É possível (...) que não se tenha visto, conhecido e dito nada de real e
importante? É possível que se tenha tido milénios para olhar, reflectir e
anotar e que se tenha deixado passar os milénios como uma pausa escolar,
durante a qual se come fatias de pão com manteiga e uma maçã?
Sim, é possível.
É possível que, apesar das investigações
e dos progressos, apesar da cultura, da religião e da filosofia, se tenha
ficado na superfície da vida? É possível que até se tenha coberto essa
superfície - que, apesar de tudo, seria qualquer coisa - com um pano
incrivelmente aborrecido, de tal modo que se assemelhe aos móveis da sala
durante as férias de Verão?
Sim, é possível.
É possível que toda a História Universal
tenha sido mal-entendida? É possível que o passado seja falso, precisamente
porque sempre se falou das suas multidões, como se dissertasse sobre uma
aglomeração de pessoas, em vez de falar de uma única, em torno da qual elas estavam,
porque se tratava de um desconhecido que morreu?

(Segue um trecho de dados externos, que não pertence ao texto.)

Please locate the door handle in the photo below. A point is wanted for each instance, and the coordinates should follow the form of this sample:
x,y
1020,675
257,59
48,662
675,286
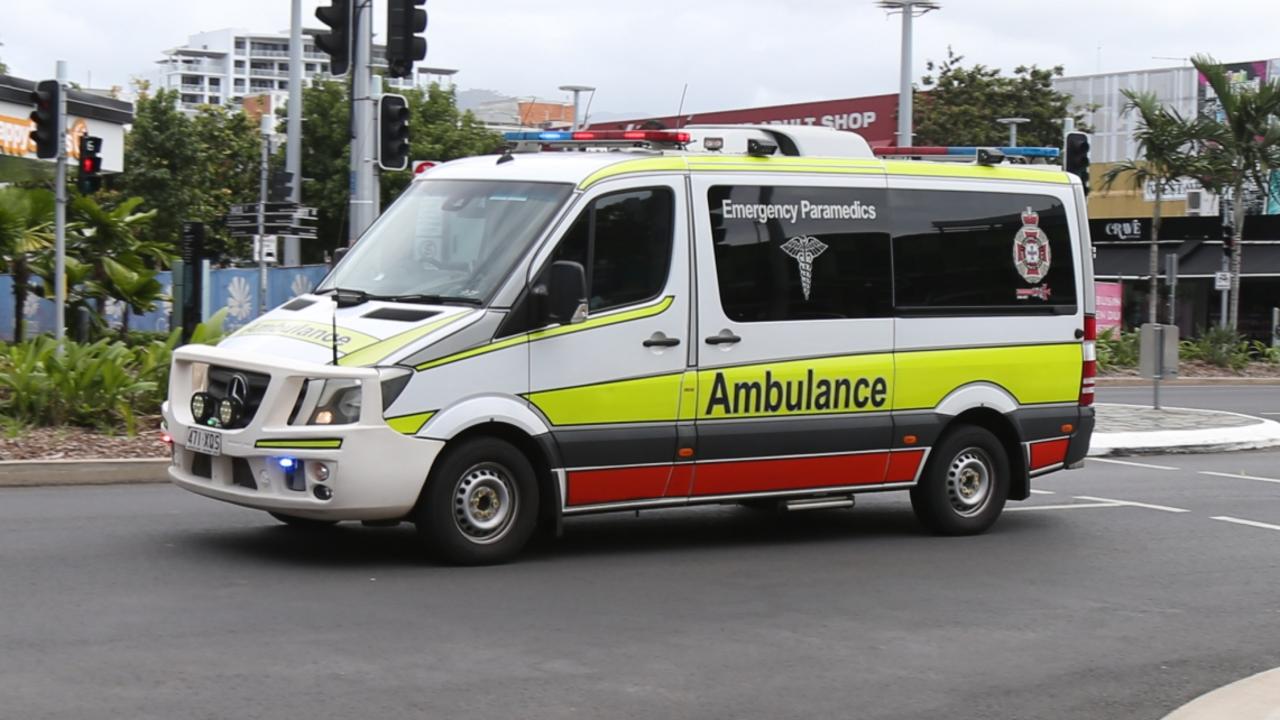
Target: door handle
x,y
658,340
725,337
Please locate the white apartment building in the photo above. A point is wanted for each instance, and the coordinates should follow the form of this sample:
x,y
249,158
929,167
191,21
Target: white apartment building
x,y
225,65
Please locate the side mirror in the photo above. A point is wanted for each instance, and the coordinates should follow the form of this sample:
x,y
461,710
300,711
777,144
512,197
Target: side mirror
x,y
566,301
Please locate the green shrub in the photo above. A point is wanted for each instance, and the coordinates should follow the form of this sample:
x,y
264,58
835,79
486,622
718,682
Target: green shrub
x,y
104,384
1116,350
1217,346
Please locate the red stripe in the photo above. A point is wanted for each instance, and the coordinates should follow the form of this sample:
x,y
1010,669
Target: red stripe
x,y
590,487
1048,452
791,473
903,466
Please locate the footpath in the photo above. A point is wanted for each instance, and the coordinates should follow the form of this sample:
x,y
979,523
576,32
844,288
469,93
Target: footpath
x,y
1138,429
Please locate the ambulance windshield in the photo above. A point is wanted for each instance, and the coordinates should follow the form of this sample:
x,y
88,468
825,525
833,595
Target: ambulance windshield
x,y
448,241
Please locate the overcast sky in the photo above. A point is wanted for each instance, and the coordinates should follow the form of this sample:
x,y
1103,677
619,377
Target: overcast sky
x,y
640,54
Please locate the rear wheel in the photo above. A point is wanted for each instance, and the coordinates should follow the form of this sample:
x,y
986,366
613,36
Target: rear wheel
x,y
480,504
302,523
965,483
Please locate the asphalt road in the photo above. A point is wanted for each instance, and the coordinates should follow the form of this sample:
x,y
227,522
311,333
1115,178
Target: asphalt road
x,y
149,602
1257,400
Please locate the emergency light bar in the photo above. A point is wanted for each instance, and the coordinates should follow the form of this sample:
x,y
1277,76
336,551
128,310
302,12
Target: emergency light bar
x,y
967,151
598,136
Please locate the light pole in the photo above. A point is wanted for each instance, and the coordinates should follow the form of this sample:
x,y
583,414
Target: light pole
x,y
909,9
1013,128
576,90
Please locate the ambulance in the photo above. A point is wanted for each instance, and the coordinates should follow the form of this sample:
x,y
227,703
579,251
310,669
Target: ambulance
x,y
624,320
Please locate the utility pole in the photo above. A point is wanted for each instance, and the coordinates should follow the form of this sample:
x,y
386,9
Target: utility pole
x,y
362,176
293,141
60,213
909,9
265,127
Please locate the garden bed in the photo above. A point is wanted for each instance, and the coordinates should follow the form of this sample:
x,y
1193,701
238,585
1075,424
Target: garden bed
x,y
81,443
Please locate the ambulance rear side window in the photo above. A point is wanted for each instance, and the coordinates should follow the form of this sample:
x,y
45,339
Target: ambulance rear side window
x,y
981,253
801,253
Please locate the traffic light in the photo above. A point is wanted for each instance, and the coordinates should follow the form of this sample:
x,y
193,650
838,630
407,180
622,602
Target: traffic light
x,y
403,46
1078,156
48,99
393,132
280,187
91,164
337,41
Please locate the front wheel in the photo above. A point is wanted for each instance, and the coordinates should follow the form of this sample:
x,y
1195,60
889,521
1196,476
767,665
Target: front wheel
x,y
965,483
480,504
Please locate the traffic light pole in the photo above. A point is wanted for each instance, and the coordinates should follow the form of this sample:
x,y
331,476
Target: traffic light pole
x,y
362,176
60,214
261,214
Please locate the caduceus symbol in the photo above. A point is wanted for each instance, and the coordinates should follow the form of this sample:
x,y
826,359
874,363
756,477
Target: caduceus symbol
x,y
805,250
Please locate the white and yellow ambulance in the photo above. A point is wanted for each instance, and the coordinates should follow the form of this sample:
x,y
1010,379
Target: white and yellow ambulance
x,y
750,314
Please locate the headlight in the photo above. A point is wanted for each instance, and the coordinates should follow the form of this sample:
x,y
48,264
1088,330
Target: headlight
x,y
338,404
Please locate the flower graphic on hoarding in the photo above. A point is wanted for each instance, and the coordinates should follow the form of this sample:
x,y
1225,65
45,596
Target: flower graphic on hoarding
x,y
240,299
301,285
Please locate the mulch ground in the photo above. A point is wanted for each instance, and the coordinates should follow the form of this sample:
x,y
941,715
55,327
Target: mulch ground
x,y
1200,369
80,443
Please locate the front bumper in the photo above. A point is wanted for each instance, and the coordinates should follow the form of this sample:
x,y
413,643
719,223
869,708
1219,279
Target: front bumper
x,y
374,473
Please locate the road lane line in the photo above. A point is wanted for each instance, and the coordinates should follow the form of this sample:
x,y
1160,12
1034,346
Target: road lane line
x,y
1148,465
1068,506
1238,477
1249,523
1147,505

Sim, é possível. É possível que se tenha
julgado ser preciso recuperar o que aconteceu antes de se ter nascido? É
possível que se tivesse de lembrar a cada um que ele, de facto é proveniente de
todos os antecessores, tendo ele disso conhecimento e não devendo dar ouvidos a
outros que soubessem outras coisas?
Sim, é possível.
É possível que todas estas pessoas
conheçam em pormenor um passado que nunca houve? É possível que todas as
realidades nada sejam para elas; que a sua vida decorra, desligada de tudo,
como um relógio numa sala vazia?
Sim, é possível
É possível que haja gente que diga
«Deus» e julgue que se trate de algo comum a todos? - E veja-se apenas dois
rapazinhos de escola: um compra um canivete, e o seu vizinho compra outro tal
qual no mesmo dia. E uma semana depois mostram um ao outro os dois canivetes, e
acontece que eles só muito de longe se parecem - tão diferentemente evoluíram
em mãos diferentes. (Ora, diz a mãe de um deles a esse respeito: vocês têm
sempre por força de desgastar logo tudo!). Ah, pois: é possível acreditar que
se possa ter um Deus sem se recorrer a Ele?
Sim, é possível.
Porém, se tudo isto é possível, se tem
mesmo só uma aparência de possibilidade - então, por tudo o que há no mundo, é
preciso que aconteça alguma coisa. O primeiro indivíduo, o que teve estes
pensamentos inquietantes, deve começar a fazer alguma coisa do que se perdeu;
mesmo que seja um qualquer, certamente o menos indicado: mais nenhum há que o
possa fazer.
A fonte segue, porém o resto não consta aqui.